学校では、スキルやリサーチ方法などのノウハウだけでなく、勉強法やヒントも学べます。

土台作りはしっかりと。
これから翻訳者をめざす人へのアドバイスとして、今後期待される業界をあげるなら?

今は変化のスピードがとても速く、その時々でニーズも変わるため、今後期待される業界の特定は困難です。
でもひとつ言えることは、経済は全ての基本になっているということ。
特にビジネス、ファイナンス分野は、時代を問わず、必要な分野です。
それにプラスして、自身の興味と時代の趨勢から判断し、1~2分野を選ぶのが良いのでは。

新聞を読むなどし、意欲的に経済にふれるべき、と。

あわせて、常に自分のパフォーマンスについての客観的な評価を得るようにすることも、大切です。
その方が着実に、ステップアップに繋がります。周囲から、クオリティやスピードについての評価をフィードバックしてもらううちに、自分の市場価値を見極められるようになるからです。

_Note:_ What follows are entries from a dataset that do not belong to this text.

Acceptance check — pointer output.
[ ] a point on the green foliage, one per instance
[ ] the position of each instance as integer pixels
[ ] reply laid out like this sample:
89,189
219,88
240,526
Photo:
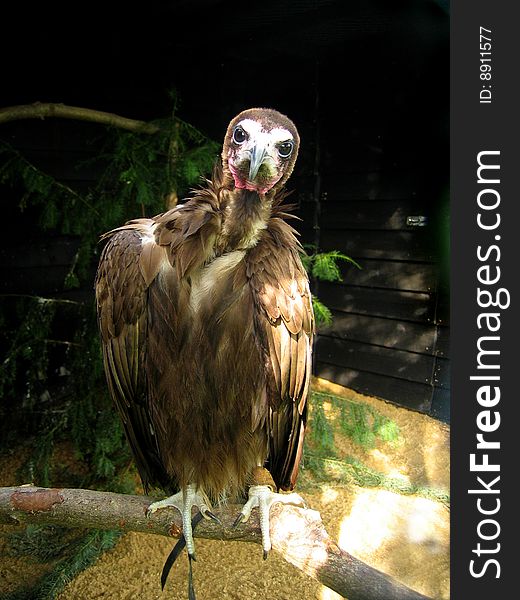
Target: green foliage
324,266
52,383
365,427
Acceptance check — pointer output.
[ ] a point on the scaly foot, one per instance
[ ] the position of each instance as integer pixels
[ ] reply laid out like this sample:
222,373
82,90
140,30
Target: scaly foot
263,497
183,501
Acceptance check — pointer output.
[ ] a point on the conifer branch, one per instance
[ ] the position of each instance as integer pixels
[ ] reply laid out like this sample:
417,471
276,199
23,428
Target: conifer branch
297,534
43,110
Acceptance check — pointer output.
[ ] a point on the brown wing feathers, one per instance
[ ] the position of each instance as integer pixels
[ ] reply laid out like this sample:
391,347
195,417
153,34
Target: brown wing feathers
281,288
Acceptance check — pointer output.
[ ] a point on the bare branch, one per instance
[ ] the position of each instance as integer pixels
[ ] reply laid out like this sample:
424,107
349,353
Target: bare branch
42,110
297,534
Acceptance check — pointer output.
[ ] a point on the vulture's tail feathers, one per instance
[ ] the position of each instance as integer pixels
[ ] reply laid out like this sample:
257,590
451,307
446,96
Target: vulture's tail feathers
174,554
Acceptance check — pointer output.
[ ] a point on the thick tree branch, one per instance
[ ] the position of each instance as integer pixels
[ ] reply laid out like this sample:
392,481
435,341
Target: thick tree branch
297,534
42,110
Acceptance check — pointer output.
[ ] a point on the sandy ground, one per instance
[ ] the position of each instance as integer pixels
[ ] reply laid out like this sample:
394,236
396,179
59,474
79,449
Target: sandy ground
402,535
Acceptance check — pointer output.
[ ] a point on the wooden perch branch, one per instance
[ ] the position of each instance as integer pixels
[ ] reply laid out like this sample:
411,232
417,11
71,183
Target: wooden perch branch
297,534
42,110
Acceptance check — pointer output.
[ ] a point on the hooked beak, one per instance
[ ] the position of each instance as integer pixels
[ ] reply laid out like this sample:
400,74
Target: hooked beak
257,157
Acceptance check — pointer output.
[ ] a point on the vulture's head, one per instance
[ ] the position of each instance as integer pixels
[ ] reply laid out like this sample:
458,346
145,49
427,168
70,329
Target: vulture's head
260,149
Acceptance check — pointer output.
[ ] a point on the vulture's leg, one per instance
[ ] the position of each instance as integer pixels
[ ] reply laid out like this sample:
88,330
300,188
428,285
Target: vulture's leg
184,501
261,495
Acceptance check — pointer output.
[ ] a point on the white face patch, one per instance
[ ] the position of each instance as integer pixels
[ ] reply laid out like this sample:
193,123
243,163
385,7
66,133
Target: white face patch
258,134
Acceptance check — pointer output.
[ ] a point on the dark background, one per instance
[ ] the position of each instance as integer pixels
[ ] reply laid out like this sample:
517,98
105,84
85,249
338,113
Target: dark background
366,82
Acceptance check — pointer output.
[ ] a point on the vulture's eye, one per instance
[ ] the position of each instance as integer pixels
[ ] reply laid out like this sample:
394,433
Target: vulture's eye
239,135
285,149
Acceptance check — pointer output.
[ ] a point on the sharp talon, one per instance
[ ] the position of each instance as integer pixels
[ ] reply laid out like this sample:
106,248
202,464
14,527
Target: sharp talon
238,520
213,517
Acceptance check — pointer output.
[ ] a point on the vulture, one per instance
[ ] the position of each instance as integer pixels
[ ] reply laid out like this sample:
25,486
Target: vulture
206,323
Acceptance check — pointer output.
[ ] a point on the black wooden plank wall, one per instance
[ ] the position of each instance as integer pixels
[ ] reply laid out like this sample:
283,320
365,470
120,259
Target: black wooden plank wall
390,334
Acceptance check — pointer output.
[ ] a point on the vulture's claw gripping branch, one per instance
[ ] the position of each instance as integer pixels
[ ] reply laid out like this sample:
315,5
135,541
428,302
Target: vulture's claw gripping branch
263,497
184,501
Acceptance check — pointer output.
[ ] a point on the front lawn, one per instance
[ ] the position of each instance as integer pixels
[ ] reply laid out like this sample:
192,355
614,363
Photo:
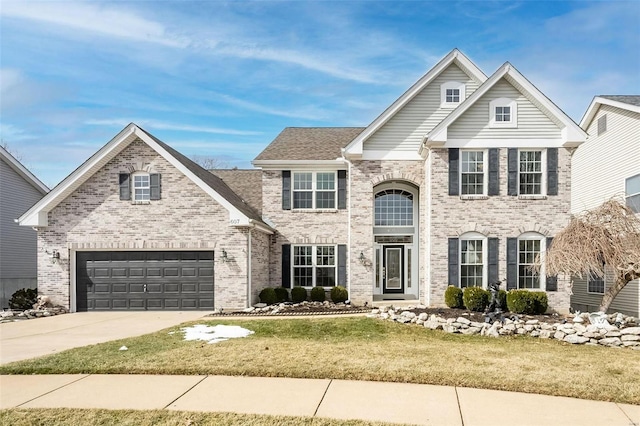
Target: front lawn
360,348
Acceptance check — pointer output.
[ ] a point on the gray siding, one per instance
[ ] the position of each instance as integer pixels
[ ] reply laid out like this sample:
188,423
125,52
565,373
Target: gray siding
405,130
532,123
17,243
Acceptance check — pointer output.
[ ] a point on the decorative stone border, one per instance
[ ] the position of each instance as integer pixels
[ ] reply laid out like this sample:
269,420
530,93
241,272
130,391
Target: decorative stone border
625,334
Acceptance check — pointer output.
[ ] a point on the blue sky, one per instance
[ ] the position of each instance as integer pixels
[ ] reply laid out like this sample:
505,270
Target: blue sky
222,79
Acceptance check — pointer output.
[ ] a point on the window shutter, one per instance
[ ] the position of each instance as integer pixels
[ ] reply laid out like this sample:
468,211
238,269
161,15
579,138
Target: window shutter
286,265
552,171
342,265
512,263
125,186
551,280
286,190
454,170
494,171
454,264
493,260
513,171
154,186
342,189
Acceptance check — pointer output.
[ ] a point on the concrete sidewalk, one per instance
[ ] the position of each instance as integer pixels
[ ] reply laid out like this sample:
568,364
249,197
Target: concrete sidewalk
339,399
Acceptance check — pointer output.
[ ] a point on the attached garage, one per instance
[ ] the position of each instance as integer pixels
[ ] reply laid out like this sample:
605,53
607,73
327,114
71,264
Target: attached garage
144,280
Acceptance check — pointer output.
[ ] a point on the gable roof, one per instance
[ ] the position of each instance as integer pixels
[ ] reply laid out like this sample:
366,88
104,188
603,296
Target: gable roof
22,171
307,144
454,57
628,102
572,134
239,211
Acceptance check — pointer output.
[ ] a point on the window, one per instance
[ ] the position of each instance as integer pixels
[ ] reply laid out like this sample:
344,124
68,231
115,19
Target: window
632,193
602,124
452,93
141,187
595,284
471,262
314,266
314,190
503,112
472,173
529,248
393,207
530,172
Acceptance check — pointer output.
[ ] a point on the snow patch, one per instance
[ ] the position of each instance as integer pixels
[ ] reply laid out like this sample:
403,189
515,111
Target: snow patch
214,334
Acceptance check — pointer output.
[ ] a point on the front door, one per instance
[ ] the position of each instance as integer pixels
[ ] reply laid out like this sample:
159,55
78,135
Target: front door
392,269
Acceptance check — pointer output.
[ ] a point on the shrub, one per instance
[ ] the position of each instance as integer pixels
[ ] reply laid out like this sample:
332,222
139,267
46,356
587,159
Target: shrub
339,294
527,302
24,298
317,294
268,296
453,297
298,294
475,298
282,294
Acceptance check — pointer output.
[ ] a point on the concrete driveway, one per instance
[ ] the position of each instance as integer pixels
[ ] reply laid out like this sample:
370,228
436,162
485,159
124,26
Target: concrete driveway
43,336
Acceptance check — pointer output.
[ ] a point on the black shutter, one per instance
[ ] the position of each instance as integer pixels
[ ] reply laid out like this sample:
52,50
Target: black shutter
286,190
454,167
493,260
125,186
154,186
512,263
494,171
551,280
286,265
342,189
512,157
454,264
342,265
552,171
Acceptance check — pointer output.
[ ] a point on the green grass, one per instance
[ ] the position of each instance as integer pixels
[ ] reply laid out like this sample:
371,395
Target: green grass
360,348
64,416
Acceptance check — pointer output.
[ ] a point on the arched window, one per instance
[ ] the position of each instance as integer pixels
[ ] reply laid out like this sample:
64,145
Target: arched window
393,207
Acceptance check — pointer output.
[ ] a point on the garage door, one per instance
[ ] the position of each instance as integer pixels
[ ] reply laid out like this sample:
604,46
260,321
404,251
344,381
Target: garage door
144,280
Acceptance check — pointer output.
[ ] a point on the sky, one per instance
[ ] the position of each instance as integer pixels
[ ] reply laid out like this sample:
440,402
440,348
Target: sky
222,79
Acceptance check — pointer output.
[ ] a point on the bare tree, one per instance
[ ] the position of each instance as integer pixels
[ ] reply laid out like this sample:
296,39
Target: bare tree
209,163
607,235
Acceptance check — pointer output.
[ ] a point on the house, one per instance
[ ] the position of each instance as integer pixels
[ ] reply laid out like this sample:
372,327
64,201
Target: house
463,180
607,165
19,190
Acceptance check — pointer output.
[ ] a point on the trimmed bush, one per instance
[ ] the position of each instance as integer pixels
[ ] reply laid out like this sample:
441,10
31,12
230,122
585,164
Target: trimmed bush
298,294
23,299
317,294
453,297
268,296
475,298
339,294
282,294
527,302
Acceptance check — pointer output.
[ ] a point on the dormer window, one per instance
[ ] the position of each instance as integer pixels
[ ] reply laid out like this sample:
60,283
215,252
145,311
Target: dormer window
503,112
452,93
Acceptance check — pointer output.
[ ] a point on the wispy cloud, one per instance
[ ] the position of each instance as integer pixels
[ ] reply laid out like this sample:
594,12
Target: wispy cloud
163,125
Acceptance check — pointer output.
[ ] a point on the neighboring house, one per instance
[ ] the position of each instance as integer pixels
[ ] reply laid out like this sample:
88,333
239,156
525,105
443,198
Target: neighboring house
19,190
606,166
463,180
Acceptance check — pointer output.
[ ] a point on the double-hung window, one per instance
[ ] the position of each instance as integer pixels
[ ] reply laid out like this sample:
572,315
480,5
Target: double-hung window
314,266
530,172
472,173
314,190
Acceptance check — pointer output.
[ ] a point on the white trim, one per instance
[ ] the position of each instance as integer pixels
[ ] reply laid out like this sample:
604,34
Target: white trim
23,171
595,105
503,102
355,147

評価を怖がっていては、自己満足に終わる危険性もあるということですね。

時代の流れと共に、求められる内容・レベルは変わっていきます。また近年はより高いクオリティが求められています。
でも、積極的に学ぶ姿勢を持っていれば、1年でより高いレベルに到達できると思います。

ところで、最近は翻訳ソフトも高レベルになっています。
いつか、翻訳者は不要になるのでしょうか。

文学的な表現はともかく、産業翻訳や簡単な内容ならば、あり得るかもしれません。
最近は、何段階か作業を経て、最後に人の手を借りて完成させるソフトもあるようです。
やがては、その翻訳ソフトを使いこなすスキルが求められるかもしれません。

将来は、より高次の仕事をこなす人と、ソフトを使って訳していく人と、翻訳者の職種も二分化されるのかもしれません。
いずれにしてもより幅広い視野で、綿密な将来設計を立て、ステップアップしていくことが必要だということですね。